Villella and Patricia McBride in rehearsal with Balanchine in 1960. Photo by PhotoFest New York City, Courtesy Villella.

Tell me how you got invited to coach at NYCB, and what you think about it.

I was asked to teach a couple classes at School of American Ballet. Jon Stafford [one of the four interim artistic directors of NYCB] came to watch my class, and I had the pleasure of having lunch with him, and he asked specifically about coaching Prodigal and Rubies. I start on September 2nd with Patricia McBride on Rubies. They haven't asked me for a specific time for Prodigal but we've been mentioning it back and forth.

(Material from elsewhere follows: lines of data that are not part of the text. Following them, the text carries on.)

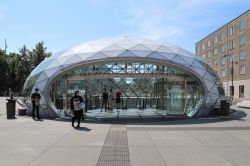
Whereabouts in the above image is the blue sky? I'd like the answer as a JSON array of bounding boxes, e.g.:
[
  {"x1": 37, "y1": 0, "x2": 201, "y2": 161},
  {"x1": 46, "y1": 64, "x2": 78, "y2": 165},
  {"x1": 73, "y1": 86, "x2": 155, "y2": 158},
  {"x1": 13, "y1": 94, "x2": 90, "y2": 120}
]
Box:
[{"x1": 0, "y1": 0, "x2": 250, "y2": 53}]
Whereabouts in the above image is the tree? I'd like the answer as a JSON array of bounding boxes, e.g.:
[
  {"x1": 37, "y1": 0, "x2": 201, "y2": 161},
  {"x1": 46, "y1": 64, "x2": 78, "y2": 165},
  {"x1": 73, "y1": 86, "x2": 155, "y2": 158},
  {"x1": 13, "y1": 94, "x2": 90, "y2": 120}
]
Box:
[{"x1": 30, "y1": 41, "x2": 51, "y2": 69}]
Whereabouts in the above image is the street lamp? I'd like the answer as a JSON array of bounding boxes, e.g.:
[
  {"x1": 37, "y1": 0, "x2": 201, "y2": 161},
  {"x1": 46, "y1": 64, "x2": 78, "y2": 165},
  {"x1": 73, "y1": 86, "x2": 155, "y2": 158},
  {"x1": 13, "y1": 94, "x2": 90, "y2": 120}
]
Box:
[{"x1": 224, "y1": 55, "x2": 238, "y2": 98}]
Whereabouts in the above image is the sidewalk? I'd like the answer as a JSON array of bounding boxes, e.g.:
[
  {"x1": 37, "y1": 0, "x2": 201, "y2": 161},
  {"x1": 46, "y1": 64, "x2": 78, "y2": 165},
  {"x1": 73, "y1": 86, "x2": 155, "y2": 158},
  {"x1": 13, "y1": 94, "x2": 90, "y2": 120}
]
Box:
[{"x1": 0, "y1": 98, "x2": 250, "y2": 166}]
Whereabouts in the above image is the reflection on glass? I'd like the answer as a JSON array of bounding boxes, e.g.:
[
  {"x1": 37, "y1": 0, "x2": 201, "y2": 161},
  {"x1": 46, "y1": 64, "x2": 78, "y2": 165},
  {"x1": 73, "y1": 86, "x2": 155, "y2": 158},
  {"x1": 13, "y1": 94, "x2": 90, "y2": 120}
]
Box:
[{"x1": 47, "y1": 62, "x2": 204, "y2": 116}]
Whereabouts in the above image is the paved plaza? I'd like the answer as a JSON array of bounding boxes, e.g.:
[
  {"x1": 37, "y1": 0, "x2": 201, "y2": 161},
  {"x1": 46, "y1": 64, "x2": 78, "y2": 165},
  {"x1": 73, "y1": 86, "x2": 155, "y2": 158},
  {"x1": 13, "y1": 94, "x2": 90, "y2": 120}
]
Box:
[{"x1": 0, "y1": 98, "x2": 250, "y2": 166}]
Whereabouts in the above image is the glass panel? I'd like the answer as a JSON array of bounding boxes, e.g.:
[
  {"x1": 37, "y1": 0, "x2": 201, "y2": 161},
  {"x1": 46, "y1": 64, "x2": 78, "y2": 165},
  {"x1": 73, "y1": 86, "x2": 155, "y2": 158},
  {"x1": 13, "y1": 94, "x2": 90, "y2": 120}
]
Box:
[{"x1": 48, "y1": 62, "x2": 205, "y2": 118}]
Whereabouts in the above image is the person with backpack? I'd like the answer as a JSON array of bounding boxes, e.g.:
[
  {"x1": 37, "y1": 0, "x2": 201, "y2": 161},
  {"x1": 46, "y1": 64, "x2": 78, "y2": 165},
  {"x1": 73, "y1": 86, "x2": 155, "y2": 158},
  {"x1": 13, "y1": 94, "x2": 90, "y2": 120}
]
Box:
[{"x1": 70, "y1": 90, "x2": 84, "y2": 128}]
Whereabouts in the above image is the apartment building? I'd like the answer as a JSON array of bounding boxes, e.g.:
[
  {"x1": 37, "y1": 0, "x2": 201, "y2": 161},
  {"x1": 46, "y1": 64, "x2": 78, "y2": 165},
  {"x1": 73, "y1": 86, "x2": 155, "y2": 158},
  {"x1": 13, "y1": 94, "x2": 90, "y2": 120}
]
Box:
[{"x1": 195, "y1": 10, "x2": 250, "y2": 99}]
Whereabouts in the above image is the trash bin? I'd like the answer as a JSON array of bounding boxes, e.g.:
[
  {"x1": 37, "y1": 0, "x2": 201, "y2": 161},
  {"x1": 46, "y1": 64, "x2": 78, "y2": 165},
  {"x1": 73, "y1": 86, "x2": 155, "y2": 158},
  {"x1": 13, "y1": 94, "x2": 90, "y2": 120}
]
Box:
[
  {"x1": 220, "y1": 99, "x2": 230, "y2": 116},
  {"x1": 6, "y1": 99, "x2": 16, "y2": 119}
]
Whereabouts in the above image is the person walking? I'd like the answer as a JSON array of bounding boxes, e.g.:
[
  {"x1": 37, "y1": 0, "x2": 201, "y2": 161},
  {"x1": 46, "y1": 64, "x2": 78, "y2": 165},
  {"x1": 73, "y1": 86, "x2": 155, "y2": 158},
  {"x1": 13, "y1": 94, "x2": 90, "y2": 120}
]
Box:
[
  {"x1": 101, "y1": 88, "x2": 108, "y2": 112},
  {"x1": 108, "y1": 89, "x2": 114, "y2": 111},
  {"x1": 70, "y1": 90, "x2": 84, "y2": 128},
  {"x1": 31, "y1": 88, "x2": 41, "y2": 119},
  {"x1": 115, "y1": 89, "x2": 122, "y2": 110}
]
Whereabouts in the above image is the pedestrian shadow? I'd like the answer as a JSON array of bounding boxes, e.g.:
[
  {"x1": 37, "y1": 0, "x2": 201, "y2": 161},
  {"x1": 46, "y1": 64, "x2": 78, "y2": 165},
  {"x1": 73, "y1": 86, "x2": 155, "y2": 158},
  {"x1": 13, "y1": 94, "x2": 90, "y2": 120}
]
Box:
[
  {"x1": 33, "y1": 118, "x2": 43, "y2": 122},
  {"x1": 74, "y1": 127, "x2": 91, "y2": 132}
]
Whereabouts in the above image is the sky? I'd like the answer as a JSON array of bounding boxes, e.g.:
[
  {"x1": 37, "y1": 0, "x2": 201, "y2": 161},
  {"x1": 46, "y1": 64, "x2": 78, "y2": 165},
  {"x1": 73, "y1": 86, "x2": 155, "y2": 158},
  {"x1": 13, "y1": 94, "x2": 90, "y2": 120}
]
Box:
[{"x1": 0, "y1": 0, "x2": 250, "y2": 53}]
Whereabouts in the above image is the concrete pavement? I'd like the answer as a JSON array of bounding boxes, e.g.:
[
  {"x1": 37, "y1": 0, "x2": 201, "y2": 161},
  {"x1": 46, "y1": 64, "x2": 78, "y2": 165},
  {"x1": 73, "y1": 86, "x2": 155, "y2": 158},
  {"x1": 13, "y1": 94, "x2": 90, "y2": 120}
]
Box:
[{"x1": 0, "y1": 96, "x2": 250, "y2": 166}]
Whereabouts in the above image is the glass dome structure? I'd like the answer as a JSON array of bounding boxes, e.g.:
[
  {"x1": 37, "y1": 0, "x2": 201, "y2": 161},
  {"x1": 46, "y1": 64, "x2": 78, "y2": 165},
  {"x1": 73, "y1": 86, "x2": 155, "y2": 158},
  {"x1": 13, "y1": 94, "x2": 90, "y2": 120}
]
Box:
[{"x1": 23, "y1": 38, "x2": 224, "y2": 117}]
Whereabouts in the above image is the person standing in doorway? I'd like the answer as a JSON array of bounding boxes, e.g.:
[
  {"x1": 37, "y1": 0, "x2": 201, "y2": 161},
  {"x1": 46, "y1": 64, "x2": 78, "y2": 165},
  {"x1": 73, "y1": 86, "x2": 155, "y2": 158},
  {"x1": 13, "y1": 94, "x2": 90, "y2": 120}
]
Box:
[
  {"x1": 101, "y1": 88, "x2": 108, "y2": 112},
  {"x1": 31, "y1": 88, "x2": 41, "y2": 119},
  {"x1": 70, "y1": 90, "x2": 83, "y2": 128},
  {"x1": 108, "y1": 89, "x2": 114, "y2": 111},
  {"x1": 115, "y1": 89, "x2": 122, "y2": 110}
]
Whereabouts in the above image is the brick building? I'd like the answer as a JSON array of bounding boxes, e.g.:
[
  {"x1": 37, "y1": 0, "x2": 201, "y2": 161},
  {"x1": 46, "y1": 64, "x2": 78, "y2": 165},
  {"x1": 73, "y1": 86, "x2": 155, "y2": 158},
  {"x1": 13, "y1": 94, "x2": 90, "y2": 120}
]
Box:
[{"x1": 195, "y1": 10, "x2": 250, "y2": 99}]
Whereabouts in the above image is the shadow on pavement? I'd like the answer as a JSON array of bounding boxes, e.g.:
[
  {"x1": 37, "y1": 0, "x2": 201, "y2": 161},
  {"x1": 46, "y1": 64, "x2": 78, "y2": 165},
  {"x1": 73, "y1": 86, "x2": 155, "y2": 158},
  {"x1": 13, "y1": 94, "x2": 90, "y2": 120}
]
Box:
[{"x1": 74, "y1": 127, "x2": 91, "y2": 131}]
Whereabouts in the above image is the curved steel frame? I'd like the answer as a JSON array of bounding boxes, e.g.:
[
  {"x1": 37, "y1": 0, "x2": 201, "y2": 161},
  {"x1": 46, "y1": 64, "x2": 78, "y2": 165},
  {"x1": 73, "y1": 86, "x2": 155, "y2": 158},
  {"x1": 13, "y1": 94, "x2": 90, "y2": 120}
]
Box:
[{"x1": 24, "y1": 39, "x2": 219, "y2": 116}]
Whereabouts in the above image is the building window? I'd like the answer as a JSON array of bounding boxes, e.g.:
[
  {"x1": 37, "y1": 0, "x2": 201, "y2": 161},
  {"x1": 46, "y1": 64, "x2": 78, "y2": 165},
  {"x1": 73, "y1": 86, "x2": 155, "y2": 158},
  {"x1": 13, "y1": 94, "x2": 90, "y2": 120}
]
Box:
[
  {"x1": 201, "y1": 43, "x2": 205, "y2": 50},
  {"x1": 240, "y1": 21, "x2": 245, "y2": 30},
  {"x1": 220, "y1": 69, "x2": 226, "y2": 77},
  {"x1": 207, "y1": 51, "x2": 211, "y2": 57},
  {"x1": 239, "y1": 35, "x2": 245, "y2": 45},
  {"x1": 214, "y1": 60, "x2": 217, "y2": 67},
  {"x1": 229, "y1": 54, "x2": 234, "y2": 62},
  {"x1": 202, "y1": 54, "x2": 205, "y2": 61},
  {"x1": 229, "y1": 27, "x2": 234, "y2": 36},
  {"x1": 214, "y1": 36, "x2": 218, "y2": 44},
  {"x1": 220, "y1": 32, "x2": 225, "y2": 40},
  {"x1": 239, "y1": 85, "x2": 244, "y2": 98},
  {"x1": 239, "y1": 50, "x2": 245, "y2": 60},
  {"x1": 207, "y1": 40, "x2": 211, "y2": 47},
  {"x1": 221, "y1": 56, "x2": 226, "y2": 65},
  {"x1": 220, "y1": 44, "x2": 225, "y2": 52},
  {"x1": 214, "y1": 48, "x2": 218, "y2": 56},
  {"x1": 229, "y1": 40, "x2": 234, "y2": 49},
  {"x1": 240, "y1": 65, "x2": 246, "y2": 74}
]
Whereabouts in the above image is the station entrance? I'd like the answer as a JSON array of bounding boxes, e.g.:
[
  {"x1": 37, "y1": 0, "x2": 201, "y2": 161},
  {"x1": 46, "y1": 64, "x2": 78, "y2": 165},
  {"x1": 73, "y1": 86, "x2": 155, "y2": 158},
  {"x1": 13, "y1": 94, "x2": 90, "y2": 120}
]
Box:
[{"x1": 50, "y1": 62, "x2": 204, "y2": 118}]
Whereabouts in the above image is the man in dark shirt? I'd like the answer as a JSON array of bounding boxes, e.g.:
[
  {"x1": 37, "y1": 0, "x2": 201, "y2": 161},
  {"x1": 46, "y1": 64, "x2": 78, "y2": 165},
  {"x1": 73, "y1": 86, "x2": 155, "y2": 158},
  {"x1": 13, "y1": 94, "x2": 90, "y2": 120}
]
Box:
[
  {"x1": 70, "y1": 90, "x2": 84, "y2": 128},
  {"x1": 31, "y1": 88, "x2": 41, "y2": 119},
  {"x1": 115, "y1": 89, "x2": 122, "y2": 110},
  {"x1": 101, "y1": 88, "x2": 108, "y2": 112}
]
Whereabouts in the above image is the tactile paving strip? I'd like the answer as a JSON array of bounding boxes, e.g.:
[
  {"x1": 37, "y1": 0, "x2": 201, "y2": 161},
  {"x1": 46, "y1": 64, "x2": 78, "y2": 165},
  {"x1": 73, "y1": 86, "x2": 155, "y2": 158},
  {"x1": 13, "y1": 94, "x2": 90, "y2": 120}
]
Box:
[{"x1": 97, "y1": 124, "x2": 130, "y2": 166}]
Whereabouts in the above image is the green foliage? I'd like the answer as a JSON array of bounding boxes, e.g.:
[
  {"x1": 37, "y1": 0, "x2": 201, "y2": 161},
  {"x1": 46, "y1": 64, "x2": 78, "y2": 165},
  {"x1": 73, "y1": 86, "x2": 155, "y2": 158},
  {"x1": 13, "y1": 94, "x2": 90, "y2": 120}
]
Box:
[{"x1": 0, "y1": 42, "x2": 51, "y2": 95}]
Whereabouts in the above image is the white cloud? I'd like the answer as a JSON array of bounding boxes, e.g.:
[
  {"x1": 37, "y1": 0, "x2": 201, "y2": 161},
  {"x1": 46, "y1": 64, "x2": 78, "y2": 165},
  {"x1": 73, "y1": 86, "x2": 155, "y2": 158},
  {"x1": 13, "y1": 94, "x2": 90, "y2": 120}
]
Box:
[
  {"x1": 122, "y1": 0, "x2": 183, "y2": 40},
  {"x1": 120, "y1": 0, "x2": 246, "y2": 50}
]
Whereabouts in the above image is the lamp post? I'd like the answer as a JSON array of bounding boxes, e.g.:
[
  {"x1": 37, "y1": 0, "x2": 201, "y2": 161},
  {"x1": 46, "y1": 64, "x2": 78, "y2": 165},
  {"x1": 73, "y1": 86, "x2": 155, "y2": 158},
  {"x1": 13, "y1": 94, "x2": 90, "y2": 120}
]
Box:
[
  {"x1": 231, "y1": 57, "x2": 234, "y2": 98},
  {"x1": 224, "y1": 55, "x2": 238, "y2": 98}
]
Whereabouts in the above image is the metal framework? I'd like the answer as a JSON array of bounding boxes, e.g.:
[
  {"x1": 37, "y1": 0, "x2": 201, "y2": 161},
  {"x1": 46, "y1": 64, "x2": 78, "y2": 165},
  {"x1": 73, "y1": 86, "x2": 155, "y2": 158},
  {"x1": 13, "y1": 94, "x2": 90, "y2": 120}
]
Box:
[{"x1": 23, "y1": 38, "x2": 224, "y2": 117}]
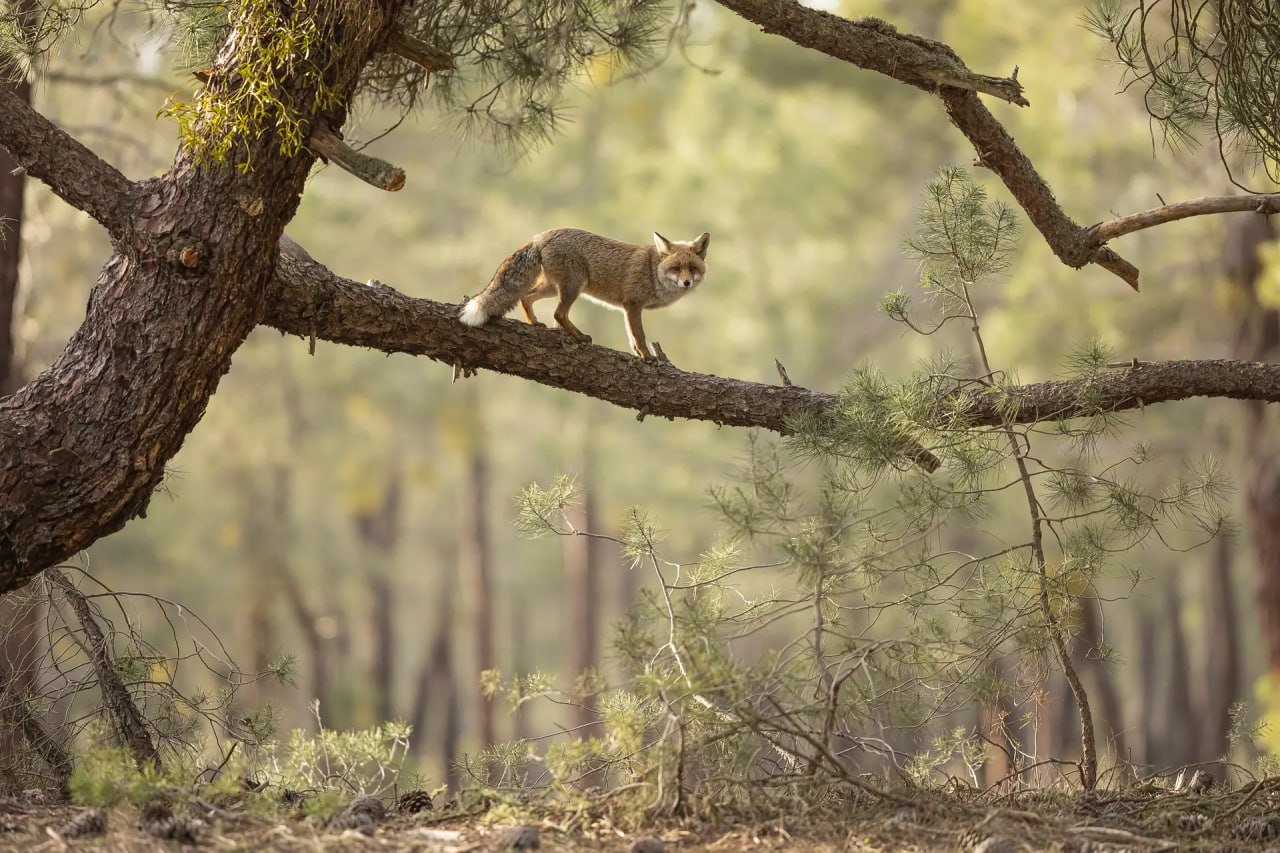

For years I've been contacted by dancers there asking if I would coach them. And I'd say, "I'd be happy to do it but unless I have permission from your artistic director I would be interfering. Ask Peter [Martins] if it's okay and if it's okay I'll be there tomorrow." But that was something Peter was uncomfortable with. My generation has never been asked to contribute to the New York City Ballet. And we originated so many of these roles.

Now there are four dancers in charge. You can imagine the responsibility that was thrown at them. They never knew Balanchine, they don't know what he was like, what he was about, how in one or two words he gave you a concise understanding of an entire role. They just made a logical conclusion to get the people who were originals in so many of those ballets while we're still here. There ain't that many of us left. How people could not think about that as a way to operate is a little beyond me. And it's not just me—I think they're asking a number of people

Are you excited to work in the Koch Theater again?

It's a familiar feeling that I'm looking forward to. It's nostalgic, its romantic, it's all those things.

Villella in "Prodigal Son" in 1960. Photo by PhotoFest New York City, Courtesy Villella.

How do you feel about the six years since you left MCB?

First of all I'm thrilled to be back in New York. I grew up there. I had my whole career there. Everyone in New York is very familiar with me. I thought, when I got back, who the hell is going to remember me? And maybe the third day, we were going to a pharmacy, and someone from across the aisle said, "Hey Eddie, welcome back to New York, boy did we miss you!"

I'm back in my hometown where they understand the level of my art form. I love the idea that I'm not directed by a board. I will never work for a board again.

I've had the opportunity to travel and continue doing what I do. I stay in touch with the field. The other thing is for the first time I have the whole family around me. So in my own way I have it all. My fantasy was to finish in New York in a brownstone. So how happy can I be?